By Stacy M. Brown, NNPA Newswire Senior National Correspondent
Homelessness in New York City has reached its highest levels since the Great Depression of the 1930s, with Black and Hispanic residents disproportionately affected.
The nonprofit Coalition for Homeless reported that about 57 percent of heads of households in shelters are Black, 32 percent are Hispanic/Latinx, 7 percent are white, less than 1 percent are Asian-American or Native American, and 4 percent are of unknown race/ethnicity.
The numbers are startling, and when adding a mental health component and recent high-profile attacks on the homeless community in the Big Apple and the nation’s capital, many advocates said the statistics are more alarming.
Earlier this month, police arrested Gerald Brevard III, 30, linking him to shootings that left two homeless people dead and three wounded in the District and New York City.
The arrest came just a day after police departments in both cities published fliers with a photo of the suspect and telling vulnerable residents to seek shelter.
According to the Coalition for Homeless, in January 2022, approximately 48,413 city residents were homeless, including 15,057 children who sleep each night in the central municipal shelter system. In addition, a near-record of 18,749 single adults slept in shelters each night in January 2022.
Research provided by the Coalition revealed that, compared to homeless families, homeless single adults have higher rates of severe mental illness, addiction disorders, and other severe health problems.
Additionally, the number of homeless New Yorkers sleeping each night in municipal shelters is now 15 percent higher than ten years ago.
The number of homeless single adults is 92 percent higher than ten years ago.
Further, in November 2019, officials estimated that 77 percent of adult families, 68 percent of single adults, and 53 percent of families with children sleeping in shelters had at least one disability.
“New York City faces unique challenges with its homeless population in terms of mental health,” said Jesston Williams, the executive director of Tangelic, a start-up organization geared to helping people move on from traumatic experiences.
“Homeless single adults experience higher rates of addiction disorders, mental illness, and other severe health complications than homeless families. Furthermore, the pandemic seems to have worsened these underlying structural issues and what organizations, the government, and citizens can do to alleviate the problem,” Williams wrote in an email.
Since Brevard’s shooting spree and subsequent arrest, the New York officials announced plans to remove the homeless from subway stations where many take shelter.
Williams said the plan includes strict enforcement of mental health services, transit system rules, and housing options.
Studies have shown the cause of homeless for most include eviction, inadequate affordable housing, job loss, domestic violence, and hazardous housing conditions.
“Installing dozens of mental health professionals who can order involuntary hospitalization of homeless people deemed a danger to themselves or others [can help],” Williams noted.
Michael Rose, a founding partner at the New York City law firm Hatch & Rose, said the more things change, the worse they are for the homeless.
“The mask that the city wears may change with gentrification, but the real face of New York never does,” Rose insisted.

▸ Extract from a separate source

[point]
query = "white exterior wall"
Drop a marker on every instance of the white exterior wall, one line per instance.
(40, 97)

“Seeing so many people living on the streets is a constant reminder for most residents that we’re all just a couple of paychecks from being there ourselves, and in the city that never sleeps where the pace of life is always frantic at best, that’s a red rag to a bull. It can and does eat away at people and can be the spark that lights a tragic, brutal touch paper.”
Rose wondered how all could address the issue.
“Maybe if we actually cared enough as a city to do something more about eliminating homelessness, we could start our journey down the path to being the best version of ourselves that we can be,” Rose stated.
“Will that happen? Speaking from experience as a New York lifer, I think its chances are slim to zero.”
Still, advocates remain adamant that being homeless brings about specific other mental stress, particularly if homelessness persists.
Multiple reports have outlined that mental stress and illness have proven even more evident in homeless individuals who already struggle with mental health issues.
“Many of them have experienced more isolation and material harm that would physically and mentally impact anyone,” Catherine Trapani, executive director of Homeless Services United, told reporters.